Servicestelle Diamond Open Access (SeDOA): Zum Aufbau eines deutschen Diamond Capacity Centres
Description
Im Rahmen eines zunächst dreijährigen DFG-Projekts baut die Servicestelle Diamond Open Access (SeDOA) mit 15 Partnereinrichtungen und der AG Universitätsverlage das deutsche Diamond Capacity Centre auf. In diesem Vortrag stellen wir das Vorhaben vor und eröffnen den Dialog mit der Community zu Bedarfen und Anforderungen. Es geht darum, die Herausforderungen des Feldes darzustellen,in die aktuellen Entwicklungen des Publikationsmarktes einzubetten und Wege aufzuzeigen, wie dem Publizieren im Diamond Open Access zum Durchbruch verholfen werden kann.

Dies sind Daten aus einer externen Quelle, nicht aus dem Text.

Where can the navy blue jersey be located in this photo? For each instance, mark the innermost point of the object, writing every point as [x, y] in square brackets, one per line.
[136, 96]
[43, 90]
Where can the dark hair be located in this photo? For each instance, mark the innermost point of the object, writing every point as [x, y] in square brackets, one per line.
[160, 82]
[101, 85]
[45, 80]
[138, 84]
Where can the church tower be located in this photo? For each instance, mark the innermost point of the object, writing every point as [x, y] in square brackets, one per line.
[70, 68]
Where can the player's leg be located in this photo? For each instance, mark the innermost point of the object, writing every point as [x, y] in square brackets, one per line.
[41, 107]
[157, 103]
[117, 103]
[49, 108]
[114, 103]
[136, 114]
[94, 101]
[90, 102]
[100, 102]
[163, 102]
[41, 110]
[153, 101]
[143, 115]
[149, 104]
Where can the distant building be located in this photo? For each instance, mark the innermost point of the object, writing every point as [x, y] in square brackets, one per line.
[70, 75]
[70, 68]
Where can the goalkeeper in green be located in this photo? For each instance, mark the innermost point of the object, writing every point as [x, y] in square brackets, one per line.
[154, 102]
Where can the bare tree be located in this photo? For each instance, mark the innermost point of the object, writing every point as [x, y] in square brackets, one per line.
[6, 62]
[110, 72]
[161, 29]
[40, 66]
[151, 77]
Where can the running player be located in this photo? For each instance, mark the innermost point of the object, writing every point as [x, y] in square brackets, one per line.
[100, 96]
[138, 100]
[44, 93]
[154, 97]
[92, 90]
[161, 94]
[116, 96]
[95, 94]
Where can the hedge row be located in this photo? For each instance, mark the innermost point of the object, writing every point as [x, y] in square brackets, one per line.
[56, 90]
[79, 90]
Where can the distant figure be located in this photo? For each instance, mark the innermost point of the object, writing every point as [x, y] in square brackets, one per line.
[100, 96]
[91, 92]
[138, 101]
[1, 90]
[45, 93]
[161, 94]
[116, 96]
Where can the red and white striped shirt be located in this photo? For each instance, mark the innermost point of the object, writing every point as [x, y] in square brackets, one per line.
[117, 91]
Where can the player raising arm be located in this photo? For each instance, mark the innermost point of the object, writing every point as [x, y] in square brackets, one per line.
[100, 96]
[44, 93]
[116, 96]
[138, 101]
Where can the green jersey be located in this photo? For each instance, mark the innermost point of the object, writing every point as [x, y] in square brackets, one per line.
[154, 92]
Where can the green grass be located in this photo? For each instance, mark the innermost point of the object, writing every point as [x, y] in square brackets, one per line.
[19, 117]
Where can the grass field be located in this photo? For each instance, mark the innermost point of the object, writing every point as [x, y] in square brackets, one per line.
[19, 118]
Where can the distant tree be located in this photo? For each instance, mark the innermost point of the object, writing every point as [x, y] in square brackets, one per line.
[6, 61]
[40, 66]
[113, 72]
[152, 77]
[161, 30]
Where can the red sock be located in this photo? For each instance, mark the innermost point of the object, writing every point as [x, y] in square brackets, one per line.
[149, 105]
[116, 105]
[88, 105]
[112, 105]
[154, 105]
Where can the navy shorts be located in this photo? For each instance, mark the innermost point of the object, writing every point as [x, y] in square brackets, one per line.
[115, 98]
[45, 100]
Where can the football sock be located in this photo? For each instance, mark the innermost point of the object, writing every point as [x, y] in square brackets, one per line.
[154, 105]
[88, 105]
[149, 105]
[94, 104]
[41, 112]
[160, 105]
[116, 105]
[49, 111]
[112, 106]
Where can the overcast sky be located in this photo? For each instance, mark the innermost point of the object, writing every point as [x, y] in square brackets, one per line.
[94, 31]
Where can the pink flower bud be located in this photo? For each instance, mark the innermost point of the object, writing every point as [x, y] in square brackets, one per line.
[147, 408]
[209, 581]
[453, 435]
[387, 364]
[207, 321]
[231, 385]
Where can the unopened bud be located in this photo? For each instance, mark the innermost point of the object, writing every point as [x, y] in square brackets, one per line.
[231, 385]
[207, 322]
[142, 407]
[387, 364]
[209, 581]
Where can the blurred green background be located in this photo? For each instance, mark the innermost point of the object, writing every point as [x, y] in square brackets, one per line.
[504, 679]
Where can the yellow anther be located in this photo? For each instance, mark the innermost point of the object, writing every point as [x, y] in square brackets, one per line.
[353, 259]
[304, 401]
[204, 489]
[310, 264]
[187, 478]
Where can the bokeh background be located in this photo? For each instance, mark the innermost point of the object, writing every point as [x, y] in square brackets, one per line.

Das Publizieren im Diamond Open Access wird zunehmend als wichtige Ergänzung oder sogar Alternative zu kommerziellen Open-Access-Modellen bewertet. Dabei spielen Fragen der Kosten, der Datensouveränität, des Datentrackings oder auch des ungehinderten Zugangs zu maschinenlesbaren Publikationsformaten („KI ready“ ), eine wichtige Rolle. Diamond Open Access richtet sich gegen die ausufernde Kommerzialisierung des Publikationsmarktes und will die Verantwortung für das Publizieren in die Hände der Wissenschaft bzw. Wissenschaftsinfrastrukturen legen. Herausforderungen der wissenschaftseigenen und -gesteuerten OA-Publikation sind neben tragfähigen Geschäfts- bzw. Betriebsmodellen vor allem die in den Fächern bestehenden Reputationsregimes mit den dazugehörigen Metriken zur Forschungsbewertung und die heterogenen „Communities of Practice“.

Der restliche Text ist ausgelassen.